Largest Theater Chains

AMC is the world’s largest theater chain with 636 locations and 8,094 screens followed by Cineworld with 549 locations and 7,211 screens and Cinemark has 533 locations with 5,974 screens. Cineworld has clearly managed it cash and liquidity better than AMC. The rollout of COVID-19 vaccines will eventually improve sentiment and pent-up demand for out-of-home entertainment. The plunder goes to the survivors of the movie theater fallout and Cinemark has enough cash to survive into Q4 2021, Prudent investors can look for opportunistic pullbacks to gain exposure.

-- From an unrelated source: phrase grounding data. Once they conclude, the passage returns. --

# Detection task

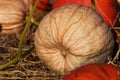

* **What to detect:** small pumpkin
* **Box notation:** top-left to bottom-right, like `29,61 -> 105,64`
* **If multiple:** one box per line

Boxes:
0,0 -> 31,34
34,4 -> 115,74
52,0 -> 118,27
63,63 -> 120,80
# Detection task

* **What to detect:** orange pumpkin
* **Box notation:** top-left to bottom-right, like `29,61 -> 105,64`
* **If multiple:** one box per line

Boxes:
34,4 -> 115,74
63,63 -> 120,80
32,0 -> 50,10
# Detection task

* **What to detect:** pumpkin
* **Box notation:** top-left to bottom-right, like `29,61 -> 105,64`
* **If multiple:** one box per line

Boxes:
0,0 -> 31,34
32,0 -> 49,10
63,63 -> 120,80
34,4 -> 115,74
23,0 -> 32,11
118,0 -> 120,5
52,0 -> 118,27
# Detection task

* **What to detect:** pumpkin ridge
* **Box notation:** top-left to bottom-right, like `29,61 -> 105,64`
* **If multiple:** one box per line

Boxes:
69,24 -> 97,52
96,64 -> 111,79
61,5 -> 83,45
49,13 -> 66,45
61,15 -> 83,47
1,21 -> 25,27
35,32 -> 55,49
49,14 -> 58,44
2,23 -> 24,30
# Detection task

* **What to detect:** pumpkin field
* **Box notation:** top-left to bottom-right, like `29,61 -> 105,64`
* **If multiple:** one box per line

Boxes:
0,0 -> 120,80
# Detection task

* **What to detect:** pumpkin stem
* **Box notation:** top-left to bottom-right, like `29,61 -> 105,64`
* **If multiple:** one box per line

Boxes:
61,49 -> 68,58
91,0 -> 96,10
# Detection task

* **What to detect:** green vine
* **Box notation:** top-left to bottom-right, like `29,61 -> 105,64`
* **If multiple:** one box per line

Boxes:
17,0 -> 39,59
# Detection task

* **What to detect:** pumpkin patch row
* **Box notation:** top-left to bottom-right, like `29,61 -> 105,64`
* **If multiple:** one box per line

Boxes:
0,0 -> 119,80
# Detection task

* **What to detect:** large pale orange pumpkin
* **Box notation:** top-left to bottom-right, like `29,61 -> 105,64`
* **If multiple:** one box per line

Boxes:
34,4 -> 115,74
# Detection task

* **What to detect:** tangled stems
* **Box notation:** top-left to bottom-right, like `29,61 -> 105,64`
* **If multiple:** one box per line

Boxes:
0,0 -> 39,70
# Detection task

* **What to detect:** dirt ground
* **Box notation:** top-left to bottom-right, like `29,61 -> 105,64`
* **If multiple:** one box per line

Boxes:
0,5 -> 120,80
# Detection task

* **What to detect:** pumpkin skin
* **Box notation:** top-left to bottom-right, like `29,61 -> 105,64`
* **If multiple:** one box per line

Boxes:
63,63 -> 120,80
32,0 -> 49,10
34,4 -> 115,74
23,0 -> 32,11
118,0 -> 120,5
52,0 -> 117,27
0,0 -> 31,34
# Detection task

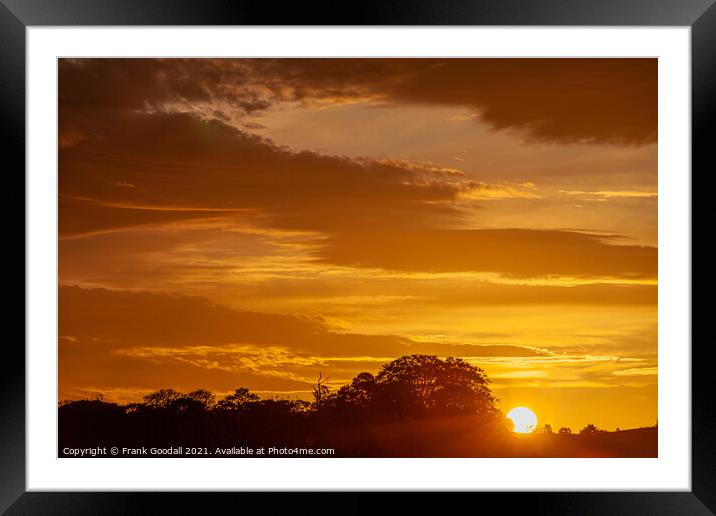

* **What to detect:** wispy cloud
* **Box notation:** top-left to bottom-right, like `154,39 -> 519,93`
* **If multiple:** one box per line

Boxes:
458,182 -> 542,201
560,190 -> 657,200
613,367 -> 658,376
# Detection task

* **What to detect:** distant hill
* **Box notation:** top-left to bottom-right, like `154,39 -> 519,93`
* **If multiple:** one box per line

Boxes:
504,427 -> 658,458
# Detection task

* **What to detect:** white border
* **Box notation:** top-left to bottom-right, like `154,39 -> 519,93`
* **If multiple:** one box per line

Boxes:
27,27 -> 691,491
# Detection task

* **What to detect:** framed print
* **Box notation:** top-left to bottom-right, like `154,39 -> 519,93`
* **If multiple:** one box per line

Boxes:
4,0 -> 711,513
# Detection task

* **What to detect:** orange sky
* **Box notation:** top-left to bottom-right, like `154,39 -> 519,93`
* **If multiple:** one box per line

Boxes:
58,58 -> 657,431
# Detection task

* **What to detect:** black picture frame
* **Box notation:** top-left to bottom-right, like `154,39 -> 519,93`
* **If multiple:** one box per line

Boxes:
3,0 -> 709,513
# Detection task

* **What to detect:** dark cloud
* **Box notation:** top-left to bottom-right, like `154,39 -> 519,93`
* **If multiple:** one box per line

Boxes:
59,111 -> 463,237
59,58 -> 264,115
60,58 -> 657,146
384,59 -> 657,145
319,229 -> 657,279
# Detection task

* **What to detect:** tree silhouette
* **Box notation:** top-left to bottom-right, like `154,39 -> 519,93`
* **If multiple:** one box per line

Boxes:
558,426 -> 572,435
139,388 -> 215,414
187,389 -> 215,408
580,423 -> 606,434
142,388 -> 182,409
215,388 -> 260,413
331,373 -> 374,404
373,355 -> 499,420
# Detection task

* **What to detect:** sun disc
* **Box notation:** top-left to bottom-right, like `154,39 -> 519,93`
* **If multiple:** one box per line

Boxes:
507,406 -> 537,433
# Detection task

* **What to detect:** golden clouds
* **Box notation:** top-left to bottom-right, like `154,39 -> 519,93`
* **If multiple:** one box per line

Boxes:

Cinemark Holdings (NASDAQ: CNK) Stock is a Theater Fallout Winner

 CNK Opportunistic Pullback Levels

Using the rifle charts on the monthly and weekly time frames enables a broader view of the playing field for CNK stock. The monthly rifle chart is attempting a stochastic divergence bottom to cross up through the 20-band as the monthly 5-period moving average (MA) is sloping up targeting the monthly 15-period MA near the $19.72 Fibonacci (fib) level. The monthly market structure low (MSL) buy triggers above $16.02. The weekly rifle chart has recovered the 5-period MA as stochastic nears the 80-band for a potential mini pup towards the $19.72 fib and monthly 15-period MA or a cross down to provide opportunistic pullback levels at the $$15.33 fib, $13.97 weekly MSH, $12.50 fib and the $11.01 fib. The upside trajectories range from the $20.95 fib up to the $34.46 fib.